Michel Pastoureau : Les armoiries,
conçues à l'origine pour les batailles et les
tournois, se sont répandues hors du monde de la chevalerie
par les sceaux apposés sur les écrits. Ces sceaux
se remplissant d'armoiries ont joué un rôle de
relais. Marque d'engagement, devenant petit à petit marque
de possession, elles se retrouvent sur des documents et des
livres mais aussi sur des objets, des vêtements et des
étoffes, des uvres d'art et des monuments. Les
armoiries s'étendent également à toutes
les classes sociales, le clergé, les femmes, les artisans
et même les paysans pour lesquels des contrats scellés
avec l'abbaye voisine ont été retrouvés
en Normandie.
Ch.fr : Ces armoiries, signes d'identité
devant se voir de loin, aux formes simplifiées et très
colorées, deviennent des ex-libris ?
M.P. : En tant que signe d'identité,
la structure de l'image du blason s'adapte plastiquement à
n'importe quel format, grand ou petit, comme une lettre de l'alphabet.
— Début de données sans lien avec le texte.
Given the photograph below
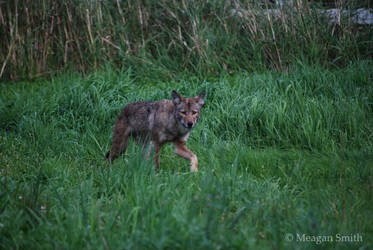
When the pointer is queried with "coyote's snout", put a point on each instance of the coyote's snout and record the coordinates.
(158, 122)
Un A peut s'agrandir ou se réduire
à volonté, il reste lisible et compréhensible
quel que soit son graphisme. Quant aux couleurs, elle peuvent
être déclinées dans toute leur nuance, que
ce soit un rouge vermillon ou un rouge carmin, ce qui facilite
leur utilisation et leur exécution. Dans les manuscrits
du Moyen Age, les armoiries dessinées
et peintes identifiant leur possesseur, sont effectivement de
véritables ex-libris.
Ch.fr : Vous démontrez que les
armoiries n'étaient pas réservées à
un corps social, la noblesse, mais le langage descriptif très
codé des blasons semble peu accessible et compréhensible
par tout le monde.
M.P. : Au Moyen
Age, les blasons, largement diffusés, étaient
apposés dans beaucoup d'endroits et notamment les églises,
véritables musées d'armoiries locales. Les armoiries
des villes montraient en général un de leurs monuments,
les confréries de métiers représentaient
directement la profession, un buf pour les bouchers, un
ciseau pour les tailleurs. Il existait également des
armoiries parlantes, basées sur des jeux de mots avec
le nom de famille, tel le blason de la famille suisse de Helfenstein
qui porte un éléphant (Elefant) posé sur
une pierre (Stein).
Lorsqu'une personne voulait se constituer des armoiries, elle
s'adressait au graveur de sceaux qui les élaborait et
les codifiait dans le langage spécifique du blason. Elles
étaient ensuite consignées dans les armoriaux.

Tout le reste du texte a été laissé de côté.